To address your question about antibodies, produced by antigen-specific B cells or plasma cells, I'm first going to address how you activate a B cell.
Naive B cells are produced in the bone marrow with antigen specificity encoded in it's B cell receptor (BCR), a product of VDJ recombination. Each B cell has a specificity toward a single antigen through it's BCR, much like T cells have a single-antigen specificity through their T cell receptor (TCR).
The ways that B cells are activated differ and I think you can get an idea here in 9.1 and 9.2. The take home point is there are T cell dependent and T cell independent pathways, but typically multiple cells are involved.
So to be certain, however, antibodies come at the late stage of infection, they do not start the process. As a matter of first response, you typically have the innate immune cells and the complement system responding. B cells have complement binding proteins that can link innate and adaptive immunity, like CD21.
Also, In the case of allergic reaction, it's different because it requires a priming stage by an initial contact with an allergen, and then the IgE antibodies present on mast cells during the second encounter cause the reaction, but here we'll focus on pathogens.
The entire process of antibody production takes place generally at the B cell receptor locus. The B cell receptor is expressed as two insoluble isotypes in a naive, circulating B cell: IgM and sometimes IgD. Keep in mind that secreted IgM and membrane IgM are structurally different. BCR IgM is monomeric, not pentameric like its secreted counterpart. The significance of IgD is also under investigation, but some research shows it's indispensible for responding to large multi-valent antigen when the B cell is already anergic (ref).
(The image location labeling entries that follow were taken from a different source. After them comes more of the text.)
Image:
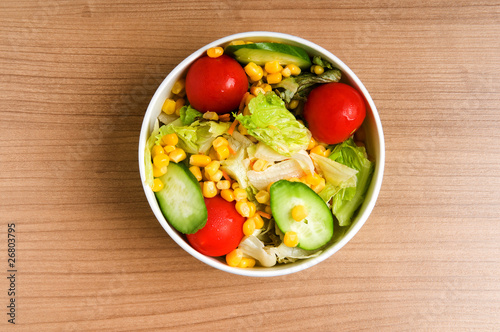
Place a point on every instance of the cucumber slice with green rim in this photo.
(317, 228)
(260, 53)
(181, 200)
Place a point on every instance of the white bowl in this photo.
(374, 144)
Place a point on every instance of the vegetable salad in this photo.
(258, 154)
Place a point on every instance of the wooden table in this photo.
(75, 80)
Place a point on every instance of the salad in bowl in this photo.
(261, 154)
Whether the antibody is membrane-bound or secreted depends on post-translational modification, and these are affected by the activation state of the B cell (I like this reference). So when the B cell activates as it does in the above reference, either T-dependent or T-independent, two things are necessary: The antigen stimulation, and specific cytokines. Take a look at the B cell receptor locus:
You get an immunoglobulin by taking the variable region produced by VDJ recombination and attaching it to a constant region. The Ig locus has multiple constant regions: Cµ, Cy, Cα, Cδ, and Cε. When it wants to produces IgM and IgD, it transcribes a long mRNA V-Cµ-Cδ and then the cell edits the mRNA into V-Cδ or V-Cµ. The mu and delta C regions are spatially separated so that they are co-transcribed but the other C regions are not. Then it translates and modifies the protein to get a secreted or membranous Ig. B cells that secrete antibody are activated and a referred to as plasma cells.
But, if you're being stimulated by interferon-y at the same time, B cells can class switch to IgG by editing the gene locus so that the mRNA produced is V-Cy. If the cell is receiving Th2 cytokines like IL-4, it can make IgE by editing the gene so that the mRNA is V-Cε. The B cell actually deletes the other C regions in the DNA so it never reverts back. I go over class switching here.
Does that make sense? The antibody requires a concerted effort of other cells, and intracellular splicing and protein-modification machinery. See my favorite text, cellular and molecular immunology, 8th ed. for a powerful reference.